By Britt Moreno

(CBS4) – The pandemic has interrupted the traditional way adults look out for kids. The Colorado Department of Human Services reports that typically doctors, teachers and educators report child neglect or abuse. However, because of COVID-19, most kids have been learning at home and therefore away from doctors’ and teachers’ watchful eyes.

This time last year, before we entered the global pandemic, Colorado teachers and staff called in nearly 40% of child abuse and neglect calls to the child abuse hotline.

READ MORE: Colorado Teachers: 'Keep An Eye On The Kids'

As more kids have been learning from home, calls into the hotline are down 13%. Still, the nature of the calls seems to be changing in a good way.

CBS4’s Britt Moreno interviews Yolanda Arredondo. (credit: CBS)

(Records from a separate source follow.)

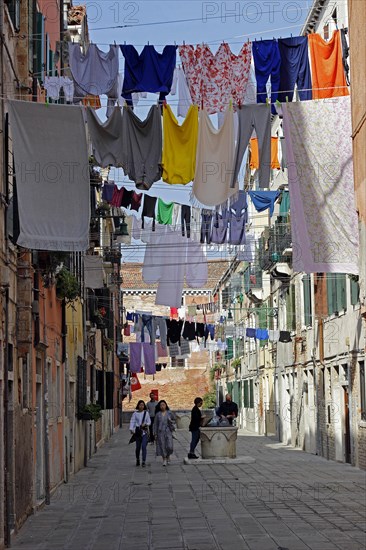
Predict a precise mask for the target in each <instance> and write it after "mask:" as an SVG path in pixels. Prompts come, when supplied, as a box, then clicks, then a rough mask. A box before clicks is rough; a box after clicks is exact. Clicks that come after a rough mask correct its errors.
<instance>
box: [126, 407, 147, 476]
mask: <svg viewBox="0 0 366 550" xmlns="http://www.w3.org/2000/svg"><path fill="white" fill-rule="evenodd" d="M150 424H151V419H150V416H149V413H148V412H147V409H146V405H145V401H142V399H140V401H139V402H138V403H137V406H136V410H135V412H134V413H133V415H132V417H131V421H130V432H131V433H132V434H136V466H140V451H141V450H142V467H143V468H144V467H145V465H146V454H147V444H148V441H149V437H148V433H149V426H150Z"/></svg>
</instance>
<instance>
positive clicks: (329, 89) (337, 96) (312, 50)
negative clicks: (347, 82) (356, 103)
mask: <svg viewBox="0 0 366 550" xmlns="http://www.w3.org/2000/svg"><path fill="white" fill-rule="evenodd" d="M308 41H309V49H310V60H311V80H312V83H313V99H324V98H328V97H339V96H344V95H349V90H348V88H347V82H346V76H345V73H344V68H343V60H342V41H341V33H340V31H333V35H332V38H331V39H330V40H328V41H326V40H324V39H323V38H322V37H321V36H320V34H317V33H314V34H309V35H308ZM324 88H325V89H324Z"/></svg>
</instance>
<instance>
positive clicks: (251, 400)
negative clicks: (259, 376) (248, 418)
mask: <svg viewBox="0 0 366 550" xmlns="http://www.w3.org/2000/svg"><path fill="white" fill-rule="evenodd" d="M249 408H250V409H254V384H253V378H251V379H250V380H249Z"/></svg>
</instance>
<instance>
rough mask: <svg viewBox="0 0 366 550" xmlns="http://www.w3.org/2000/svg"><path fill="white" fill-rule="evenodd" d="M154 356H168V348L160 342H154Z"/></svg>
mask: <svg viewBox="0 0 366 550" xmlns="http://www.w3.org/2000/svg"><path fill="white" fill-rule="evenodd" d="M156 357H157V358H158V357H168V350H167V348H166V347H165V348H164V347H163V345H162V343H161V342H156Z"/></svg>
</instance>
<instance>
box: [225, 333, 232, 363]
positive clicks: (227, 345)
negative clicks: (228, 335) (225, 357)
mask: <svg viewBox="0 0 366 550" xmlns="http://www.w3.org/2000/svg"><path fill="white" fill-rule="evenodd" d="M226 344H227V350H226V352H225V356H226V359H227V361H229V360H230V359H232V358H233V357H234V351H233V349H234V341H233V339H232V338H226Z"/></svg>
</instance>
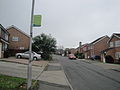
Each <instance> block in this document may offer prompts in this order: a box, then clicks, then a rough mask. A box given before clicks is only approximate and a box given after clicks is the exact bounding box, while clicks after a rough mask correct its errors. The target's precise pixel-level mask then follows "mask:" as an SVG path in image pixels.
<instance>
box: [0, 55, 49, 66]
mask: <svg viewBox="0 0 120 90" xmlns="http://www.w3.org/2000/svg"><path fill="white" fill-rule="evenodd" d="M0 61H4V62H13V63H19V64H25V65H27V64H28V59H16V58H15V57H9V58H2V59H0ZM48 63H49V61H43V60H40V61H32V65H33V66H39V67H46V66H47V65H48Z"/></svg>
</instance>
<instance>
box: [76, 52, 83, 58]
mask: <svg viewBox="0 0 120 90" xmlns="http://www.w3.org/2000/svg"><path fill="white" fill-rule="evenodd" d="M75 56H76V57H77V58H79V59H84V58H85V56H84V54H83V53H79V52H78V51H77V52H76V53H75Z"/></svg>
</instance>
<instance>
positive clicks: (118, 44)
mask: <svg viewBox="0 0 120 90" xmlns="http://www.w3.org/2000/svg"><path fill="white" fill-rule="evenodd" d="M108 45H109V48H108V50H106V51H105V53H106V55H110V56H112V57H113V59H114V62H117V61H118V60H120V33H113V34H112V36H111V38H110V39H109V41H108Z"/></svg>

Yolanda Arredondo is the deputy director over the State’s Child Welfare Department, and she tells CBS4’s Britt Moreno there is a 5% increase in calls into the hotline from family, friends and neighbors.

“We did target our outreach to neighborhoods and said ‘If not you, then who?'” she said.

Arredondo tells Moreno calls into the state’s welfare department could go up once schools are back to full in-class learning, but she says determining the pandemic’s affect on child abuse or neglect is tough to predict.

“We all know the pandemic has caused stress and uncertainty amongst families, but it’s too early to tell if it’s correlated to abuse or neglect. 80 percent of calls are related to neglect and that’s because families often lack resources.”